CDO: Always a Bridesmaid

Suppose you’ve scheduled an meeting and sent out meeting requests to a number of recipients. Some of those recipients don’t like the time you’ve scheduled for the meeting and decide to propose a new time. At this point, you will receive a message with message class "IPM.Schedule.Meeting.Resp.Tent". This message will contain information about the proposed new time, which Outlook will then tag on to the meeting when it processes the response.

Now – suppose you also have some CDO based code that also tries to process this meeting response using GetAssociatedAppointment and Update. CDO knows about this message type, so it can read the tentative response off of it and update the meeting. And here’s the problem – CDO doesn’t like proposals. Or, more accurately, CDO doesn’t know anything about the propose new time feature, so it doesn’t know anything about the properties used to implement it. So when CDO updates the meeting during the processing of the response, it ends up wiping out the properties that controlled the proposal feature! Before CDO touched the meeting, you could look at it in Outlook and see an Infobar indicating that new times were proposed. And switching over to the Scheduling Assistant, you could view and select the new time. After CDO’s done with the meeting, nothing indicating there was a proposal is left.

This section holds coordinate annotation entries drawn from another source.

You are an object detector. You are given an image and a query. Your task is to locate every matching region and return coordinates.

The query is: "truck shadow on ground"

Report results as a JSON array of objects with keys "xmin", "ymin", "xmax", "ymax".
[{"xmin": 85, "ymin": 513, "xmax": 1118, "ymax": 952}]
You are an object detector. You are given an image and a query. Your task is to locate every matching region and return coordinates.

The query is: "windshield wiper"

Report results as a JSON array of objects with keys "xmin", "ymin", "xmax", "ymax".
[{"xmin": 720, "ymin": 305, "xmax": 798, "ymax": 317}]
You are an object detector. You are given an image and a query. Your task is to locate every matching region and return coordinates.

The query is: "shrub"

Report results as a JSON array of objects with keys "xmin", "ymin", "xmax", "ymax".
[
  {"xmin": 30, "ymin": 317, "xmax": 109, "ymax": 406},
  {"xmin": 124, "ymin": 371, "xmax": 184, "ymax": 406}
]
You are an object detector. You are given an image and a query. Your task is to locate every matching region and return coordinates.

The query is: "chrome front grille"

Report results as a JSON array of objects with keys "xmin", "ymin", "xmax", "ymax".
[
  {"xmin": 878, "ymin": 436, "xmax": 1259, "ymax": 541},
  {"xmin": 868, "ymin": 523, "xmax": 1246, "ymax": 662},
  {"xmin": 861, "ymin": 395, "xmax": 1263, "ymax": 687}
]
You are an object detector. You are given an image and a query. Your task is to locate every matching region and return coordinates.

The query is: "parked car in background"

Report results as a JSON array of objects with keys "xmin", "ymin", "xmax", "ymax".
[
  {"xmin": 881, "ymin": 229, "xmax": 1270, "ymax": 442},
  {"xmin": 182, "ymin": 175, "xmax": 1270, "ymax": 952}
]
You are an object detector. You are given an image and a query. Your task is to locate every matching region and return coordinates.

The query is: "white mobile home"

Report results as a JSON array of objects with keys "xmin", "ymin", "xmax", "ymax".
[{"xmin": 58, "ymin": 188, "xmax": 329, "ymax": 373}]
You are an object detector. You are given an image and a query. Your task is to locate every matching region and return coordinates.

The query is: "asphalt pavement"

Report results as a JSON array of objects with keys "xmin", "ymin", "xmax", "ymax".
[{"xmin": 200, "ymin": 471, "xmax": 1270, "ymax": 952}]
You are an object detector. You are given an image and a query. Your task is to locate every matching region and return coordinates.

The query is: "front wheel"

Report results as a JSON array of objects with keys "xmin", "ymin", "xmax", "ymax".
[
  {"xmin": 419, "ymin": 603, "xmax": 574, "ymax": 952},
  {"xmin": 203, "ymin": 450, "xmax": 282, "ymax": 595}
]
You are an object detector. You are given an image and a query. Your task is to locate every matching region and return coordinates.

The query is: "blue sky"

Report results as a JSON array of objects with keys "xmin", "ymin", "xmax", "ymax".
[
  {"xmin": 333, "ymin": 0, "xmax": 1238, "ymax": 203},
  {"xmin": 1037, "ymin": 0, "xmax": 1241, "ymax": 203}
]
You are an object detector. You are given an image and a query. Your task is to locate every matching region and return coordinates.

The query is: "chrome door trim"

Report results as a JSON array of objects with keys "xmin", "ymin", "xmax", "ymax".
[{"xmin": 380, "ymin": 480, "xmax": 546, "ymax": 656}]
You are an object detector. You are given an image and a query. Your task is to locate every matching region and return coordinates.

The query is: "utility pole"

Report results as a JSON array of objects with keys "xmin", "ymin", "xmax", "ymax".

Some more technical details: The proposed new times are stored on the meeting on the recipient table, with a set of properties written to each recipient row indicating their proposal. To read about these properties, look for PidTagRecipientProposedStartTime in [MS-OXOCAL]. CDO isn’t deliberately wiping any properties. Instead, it knows it needs to add PidTagRecipientTrackStatus, also in [MS-OXOCAL], to the recipient. Not knowing about the proposal properties, the new row CDO constructs for ModifyRecipients doesn’t contain them. So the effect is, if the properties were there before, they’re not there now.

Other than avoiding CDO, no simple workaround for this issue is known. A savvy developer armed with [MS-OXOCAL] might try reading the recipient table off before allowing CDO to touch the meeting, then go in and fix it up.